Thursday, July 20, 2023

Mystery Melange

 

Pride And Prejudice By Susan Hoerth Alter Book

Waterstones announced the shortlist for the bookstore chain's Debut Fiction Prize, an award for exceptional first novels voted on by booksellers. Celebrating debut fiction in all its forms, "the prize highlights the importance of discovering and championing new talent and acts as an extension of the alchemy of bookseller word-of-mouth recommendation." Two crime-themed titles on the list include Chain Gang All Stars by Nana Kwame Adjei-Brenyah, about two top women gladiators fight for their freedom within a depraved private prison system not so far-removed from America’s own, and Kala by Colin Walsh, in which former friends, estranged for twenty years, reckon with the terrifying events of the summer that changed their lives. The winner will be announced on Thursday, August 24, 2023.

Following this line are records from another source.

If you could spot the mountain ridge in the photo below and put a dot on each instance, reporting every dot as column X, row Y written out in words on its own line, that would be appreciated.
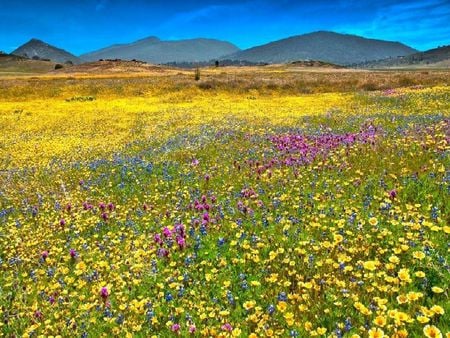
column 326, row 46
column 36, row 48
column 154, row 50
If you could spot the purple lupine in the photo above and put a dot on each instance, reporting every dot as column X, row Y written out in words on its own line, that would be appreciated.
column 104, row 293
column 167, row 232
column 227, row 327
column 181, row 242
column 175, row 328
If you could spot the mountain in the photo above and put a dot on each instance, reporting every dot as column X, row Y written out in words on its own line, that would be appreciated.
column 154, row 50
column 436, row 57
column 341, row 49
column 37, row 49
column 17, row 64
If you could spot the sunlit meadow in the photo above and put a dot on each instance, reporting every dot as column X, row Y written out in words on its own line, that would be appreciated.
column 136, row 207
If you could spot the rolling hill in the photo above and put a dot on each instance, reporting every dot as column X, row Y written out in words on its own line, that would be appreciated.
column 341, row 49
column 436, row 57
column 153, row 50
column 37, row 49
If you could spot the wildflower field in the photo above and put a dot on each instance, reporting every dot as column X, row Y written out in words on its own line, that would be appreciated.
column 146, row 207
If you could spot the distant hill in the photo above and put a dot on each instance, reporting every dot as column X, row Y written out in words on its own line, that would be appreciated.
column 17, row 64
column 341, row 49
column 154, row 50
column 437, row 57
column 37, row 49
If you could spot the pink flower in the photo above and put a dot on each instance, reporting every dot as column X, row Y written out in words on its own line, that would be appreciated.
column 167, row 232
column 175, row 328
column 104, row 293
column 392, row 194
column 181, row 242
column 227, row 327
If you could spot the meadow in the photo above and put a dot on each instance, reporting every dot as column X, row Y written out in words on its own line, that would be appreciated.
column 256, row 202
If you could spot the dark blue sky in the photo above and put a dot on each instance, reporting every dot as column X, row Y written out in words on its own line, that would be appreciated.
column 83, row 25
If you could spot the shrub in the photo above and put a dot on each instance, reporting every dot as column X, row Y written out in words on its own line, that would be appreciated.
column 197, row 74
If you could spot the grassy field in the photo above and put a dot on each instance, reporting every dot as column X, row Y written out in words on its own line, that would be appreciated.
column 256, row 202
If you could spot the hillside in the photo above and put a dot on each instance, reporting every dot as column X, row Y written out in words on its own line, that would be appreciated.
column 154, row 50
column 436, row 57
column 341, row 49
column 37, row 49
column 17, row 64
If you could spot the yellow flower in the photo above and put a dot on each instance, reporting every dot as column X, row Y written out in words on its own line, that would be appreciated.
column 380, row 321
column 439, row 310
column 423, row 319
column 419, row 255
column 376, row 333
column 236, row 332
column 402, row 299
column 289, row 317
column 420, row 274
column 321, row 330
column 437, row 289
column 370, row 265
column 281, row 306
column 403, row 274
column 249, row 305
column 432, row 331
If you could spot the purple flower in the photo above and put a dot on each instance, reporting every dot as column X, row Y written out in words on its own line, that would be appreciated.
column 392, row 194
column 158, row 239
column 104, row 293
column 167, row 232
column 175, row 328
column 181, row 242
column 227, row 327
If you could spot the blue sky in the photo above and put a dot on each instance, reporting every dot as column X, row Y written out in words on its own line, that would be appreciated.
column 84, row 25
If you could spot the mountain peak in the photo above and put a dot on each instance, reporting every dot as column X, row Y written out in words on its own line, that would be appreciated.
column 337, row 48
column 153, row 50
column 36, row 48
column 150, row 39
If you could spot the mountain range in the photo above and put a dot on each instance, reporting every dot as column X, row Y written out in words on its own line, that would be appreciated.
column 437, row 56
column 154, row 50
column 39, row 50
column 340, row 49
column 329, row 47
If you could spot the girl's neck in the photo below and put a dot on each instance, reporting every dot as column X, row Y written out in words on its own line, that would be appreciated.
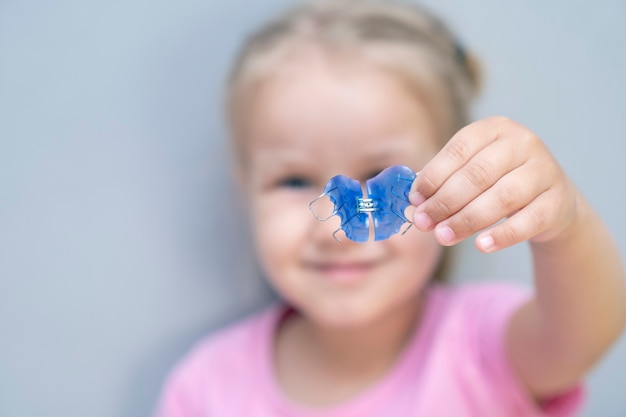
column 311, row 358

The year 2023 marks 120 years since the birth of Georges Simenon, and in celebration, the Liège's Grand Curtius Museum is mounting the exhibition "Simenon: Images of a World in Crisis" featuring photographs taken by Georges Simenon on his extensive travels in the 1930s. Between 1931 and 1935, Georges Simenon, an author best known for his detective Jules Maigret series, traveled the world and brought back reports, novels and thousands of photographs, often of very high quality. A selection of them is on display at the Grand Curtius, dotted along a tour that asks the following question: what does Simenon the photographer tell us about Simenon the novelist and reporter? How do the pictures complement or illuminate his writing? These photographs thus show Simenon immersed in his era and as an observer of history in the making, while providing the true setting for some of his greatest novels, such as Tropic Moon, The Window over the Way, and Avrenos’ Customers. Other events have also included literary readings, projection of films at the Les Grignoux cinema, and a symposium. (HT to The Bunburyist)

Thousands of writers including Nora Roberts, Viet Thanh Nguyen, Michael Chabon, and Margaret Atwood have signed a letter asking artificial intelligence companies like OpenAI and Meta to stop using their work without permission or compensation. It's the latest in a flurry of efforts the literary world has launched in recent weeks against AI, although as NPR noted, protecting writers from the negative impacts of these technologies is not an easy proposition. According to a forthcoming report from The Authors Guild, the median income for a full-time writer last year was $23,000, and writers' incomes declined by 42% between 2009 and 2019. The advent of text-based generative AI applications like GPT-4 and Bard, which scrape the Web for authors' content without permission or compensation and then use it to produce new content in response to users' prompts, is giving writers across the country even more cause for worry.

In more of a "locked house" scenario, over 100 people were trapped for several hours in Greenway, the former home of famed British mystery writer Agatha Christie, in the English countryside on Friday. In a series of events which could have been lifted straight out of the pages of one of Christie’s mystery novels, the group of tourists were left stranded after stormy weather knocked down a tree, blocking the road leading down to the property in the county of Devon, southwest England. The stranded tourists kept themselves busy, drinking cups of tea in the houses’ tearoom and playing rounds of croquet on the lawn. I have a feeling Dame Agatha would approve, even if no bodies were to be found.

This week's crime poem at the 5-2 Weekly is "Midsummer Mischief!" by Sarah Das Gupta.

In the Q&A roundup, Colson Whitehead spoke with The Guardian about writing a sequel to Harlem Shuffle, the influence of Stephen King’s Carrie, and why he no longer makes fried chicken; Lisa Haselton chatted with thriller author Robert Creekmore about his new grit lit fantasy noir, Prophet’s Lamentation; and Elly Griffiths discussed embracing politics in her teens, discovering the thrill of George Eliot, and learning from Wilkie Collins for The Guardian's "Books in My Life" series.